“O jornalista pediu, então, um comentário às eleições que se aproximavam. Para Egas Moniz, a palavra mais exata seria ‘nomeações’. O uso da fórmula democrática das eleições consistia numa ‘camuflagem’ a que as ditaduras recorriam. ‘Não vale a pena lutar sem haver iguais meios de propaganda, recenseamentos honestos dos eleitores, intervenção da oposição nas mesas primárias e nas subsequentes operações eleitorais. Sem isso não há luta, há… imolação.’ A frase seguinte seria puxada pelo jornalista para título: ‘A COMÉDIA VAI REPETIR-SE!’ ”.
Escrevo esta recensão sob o signo do entusiasmo, começando por dizer que “A Glória Efémera”, de Paulo M. Morais, é talvez a mais extraordinária biografia que li até hoje. Página após página, assiste-se à construção de um vasto fresco humano, intelectual e histórico, onde a figura do Nobel da Medicina surge em permanente diálogo com o seu tempo. A escrita, elegante e segura, revela um autor que domina as fontes, cruza saberes e encadeia episódios biográficos e bibliográficos com conta, peso e medida. O resultado é um livro que se lê como fonte de investigação e como narrativa, o prazer da descoberta de mãos dadas com a solidez do método. Ao enumerar e contextualizar feitos e datas, Paulo M. Morais faz emergir um homem inteiro, contraditório e fascinante, cuja glória - científica, política e social - se revela sempre transitória, sujeita ao desgaste do tempo, das circunstâncias e das paixões humanas. Essa consciência atravessa toda a obra, conferindo-lhe uma densidade reflexiva que vai muito além do mero registo celebratório.

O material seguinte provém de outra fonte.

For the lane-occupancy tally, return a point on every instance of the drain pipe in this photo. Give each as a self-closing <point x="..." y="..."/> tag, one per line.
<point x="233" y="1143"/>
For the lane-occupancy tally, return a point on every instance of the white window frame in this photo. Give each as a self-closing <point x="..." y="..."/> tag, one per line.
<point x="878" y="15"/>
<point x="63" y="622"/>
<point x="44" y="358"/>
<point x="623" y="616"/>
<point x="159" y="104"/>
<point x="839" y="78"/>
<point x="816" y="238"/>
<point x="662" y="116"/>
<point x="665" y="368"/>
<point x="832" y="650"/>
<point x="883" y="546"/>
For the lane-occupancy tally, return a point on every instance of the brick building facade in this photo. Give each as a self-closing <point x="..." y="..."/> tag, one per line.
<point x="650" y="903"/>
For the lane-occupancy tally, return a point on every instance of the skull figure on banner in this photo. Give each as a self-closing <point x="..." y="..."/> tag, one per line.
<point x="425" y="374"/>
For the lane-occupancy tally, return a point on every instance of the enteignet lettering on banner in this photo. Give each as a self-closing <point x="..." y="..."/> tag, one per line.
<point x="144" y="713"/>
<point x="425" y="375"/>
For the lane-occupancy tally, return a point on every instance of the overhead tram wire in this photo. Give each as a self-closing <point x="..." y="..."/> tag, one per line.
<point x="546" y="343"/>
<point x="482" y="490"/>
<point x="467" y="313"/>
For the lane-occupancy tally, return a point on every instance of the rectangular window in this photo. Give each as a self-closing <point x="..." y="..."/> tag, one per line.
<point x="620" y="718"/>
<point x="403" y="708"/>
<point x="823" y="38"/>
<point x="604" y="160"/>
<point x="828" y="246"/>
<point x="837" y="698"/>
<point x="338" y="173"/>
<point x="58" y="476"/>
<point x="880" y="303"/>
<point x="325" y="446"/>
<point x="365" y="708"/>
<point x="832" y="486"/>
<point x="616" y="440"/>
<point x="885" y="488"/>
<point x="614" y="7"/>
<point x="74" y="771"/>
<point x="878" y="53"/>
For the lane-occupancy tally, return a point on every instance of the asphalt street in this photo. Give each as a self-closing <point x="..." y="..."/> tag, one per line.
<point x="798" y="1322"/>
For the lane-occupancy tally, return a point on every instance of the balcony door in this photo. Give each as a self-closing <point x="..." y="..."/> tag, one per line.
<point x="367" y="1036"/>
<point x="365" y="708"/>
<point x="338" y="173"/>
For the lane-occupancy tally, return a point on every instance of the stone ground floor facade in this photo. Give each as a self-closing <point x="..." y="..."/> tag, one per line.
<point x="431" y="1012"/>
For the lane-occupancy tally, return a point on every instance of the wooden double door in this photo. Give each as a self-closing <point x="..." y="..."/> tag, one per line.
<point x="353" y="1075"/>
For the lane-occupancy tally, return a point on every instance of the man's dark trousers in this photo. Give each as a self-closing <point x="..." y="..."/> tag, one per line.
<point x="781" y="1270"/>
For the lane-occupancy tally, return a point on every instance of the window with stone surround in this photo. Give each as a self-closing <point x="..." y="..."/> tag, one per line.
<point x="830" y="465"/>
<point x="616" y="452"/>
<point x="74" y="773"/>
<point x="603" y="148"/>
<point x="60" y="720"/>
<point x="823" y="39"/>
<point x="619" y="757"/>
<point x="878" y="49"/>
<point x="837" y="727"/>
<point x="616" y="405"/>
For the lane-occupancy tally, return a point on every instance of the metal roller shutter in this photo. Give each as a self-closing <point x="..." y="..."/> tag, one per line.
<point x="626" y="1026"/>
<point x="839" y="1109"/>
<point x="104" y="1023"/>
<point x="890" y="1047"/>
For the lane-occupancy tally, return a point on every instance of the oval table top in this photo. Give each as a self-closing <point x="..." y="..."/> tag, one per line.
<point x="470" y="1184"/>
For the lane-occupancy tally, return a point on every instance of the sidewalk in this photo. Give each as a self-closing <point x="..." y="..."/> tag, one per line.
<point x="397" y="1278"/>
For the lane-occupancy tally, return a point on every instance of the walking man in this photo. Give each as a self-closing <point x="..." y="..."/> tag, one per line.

Uma das dimensões mais marcantes do livro é a atenção dedicada ao Egas Moniz político, figura central dos conturbados anos da Primeira República - e, mais tarde, voz desassombrada contra a ditadura do Estado Novo. Paulo M. Morais evidencia a inteligência estratégica, o calculismo frio e a notável capacidade de intervenção de um homem que fez da política um jogo complexo, de avanços e recuos, de alianças provisórias e rupturas calculadas. O autor recorre de forma particularmente feliz à imprensa nacional e, sobretudo, regional, usando-a como espelho do País e instrumento de análise do seu pulsar político, económico, social e moral no primeiro quartel do século XX. Esse trabalho minucioso permite reconstituir não apenas os debates e as crises, mas também o ambiente, os humores e as expectativas de uma sociedade em permanente sobressalto, dando à biografia uma espessura coletiva que a embeleza e engrandece.
No plano científico, “A Glória Efémera” acompanha com rigor e clareza o percurso do descobridor da arteriografia cerebral e, mais tarde, da leucotomia pré-frontal, técnica distinguida com o Prémio Nobel. O autor descreve o labor persistente face à escassez de meios, o método, as dúvidas e as certezas, bem como a teia de amizades, cumplicidades e rivalidades que rodearam Egas Moniz. À medida que o reconhecimento internacional cresce, avoluma-se também a montanha de detratores, invejosos e caluniadores, num ambiente onde a ciência se cruza com vaidades, interesses e ressentimentos. O momento do Nobel surge como ápice e viragem. A consagração individual transforma-se em palco para a visibilidade da ciência portuguesa, mas também em objecto de um aproveitamento político descarado e vergonhoso por parte do regime de Salazar, que a seu bel-prazer fez questão de instrumentalizar a glória alheia para legitimar a sua própria narrativa.
O livro acompanha o progressivo isolamento do homem, mas também o regresso do político que ousou bater-se na defesa do livre pensamento e que disse sentir-se prisioneiro na sua própria terra, tornando-se símbolo involuntário do protesto contra a ditadura do fascista Salazar. Os últimos anos, marcados pelo intensificar das crises de gota e pela reclusão na Casa do Marinheiro, em Avanca, são narrados com sobriedade e humanidade. Pelo caminho, surgem apontamentos de múltiplos registos, dos menus opíparos de receções e jantares de gala aos oito tiros disparados sobre si no consultório lisboeta, dos passeios de moliceiro na Ria de Aveiro à correspondência com sábios ilustres e cidadãos anónimos, do apreço pelos nossos maiores escritores, com destaque para Júlio Dinis, aos prazeres simples da vida no campo. Expressões de época ou palavras grafadas no original acrescentam verdade e oferecem textura e calor ao retrato do biografado, lembrando-nos que, para lá da glória efémera, permanece o homem, com as suas fragilidades, paixões e desejos de permanência.